Bubba Miller

No. 65
- Position: Center

Personal information
- Born: January 24, 1973 (age 52) Nashville, Tennessee, U.S.
- Height: 6 ft 1 in (1.85 m)
- Weight: 305 lb (138 kg)

Career information
- High school: Brentwood Academy (Brentwood, Tennessee)
- College: Tennessee

Career history
- Philadelphia Eagles (1996–2001); New Orleans Saints (2002);

Awards and highlights
- First-team All-SEC (1995); Second-team All-SEC (1994);

Career NFL statistics
- Games played: 58
- Games started: 23
- Receptions: 2
- Receiving yards: 20
- Stats at Pro Football Reference

= Bubba Miller =

American football player (born 1973)

Stephen DeJuan "Bubba" Miller (born January 24, 1973) is an American former professional football player who was an offensive lineman in the National Football League (NFL) for the Philadelphia Eagles.
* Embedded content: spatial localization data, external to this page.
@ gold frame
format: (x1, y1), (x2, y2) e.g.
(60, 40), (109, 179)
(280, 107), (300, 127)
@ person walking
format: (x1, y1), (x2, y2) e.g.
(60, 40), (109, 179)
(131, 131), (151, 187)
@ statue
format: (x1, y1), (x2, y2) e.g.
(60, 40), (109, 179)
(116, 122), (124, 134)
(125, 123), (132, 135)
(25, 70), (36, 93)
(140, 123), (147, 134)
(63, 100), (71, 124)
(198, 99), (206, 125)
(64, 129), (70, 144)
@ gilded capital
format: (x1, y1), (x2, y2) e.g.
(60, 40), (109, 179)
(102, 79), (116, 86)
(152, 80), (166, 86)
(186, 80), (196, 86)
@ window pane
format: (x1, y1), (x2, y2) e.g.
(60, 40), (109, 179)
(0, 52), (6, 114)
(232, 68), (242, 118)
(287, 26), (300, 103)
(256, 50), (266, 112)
He played college football for the Tennessee Volunteers.

==Early life==
Miller attended Brentwood Academy near Nashville, Tennessee, during his high school years, where he helped the Brentwood Eagles win multiple state championships.

==Professional career==
Miller signed with the Philadelphia Eagles as an undrafted free agent on April 27, 1996.

==Post-playing career==
Miller became the host of a radio show called "The Bubba Miller Show" on August 4, 2003.

Miller was a commentator during the All American Football League's inaugural draft on January 28, 2008.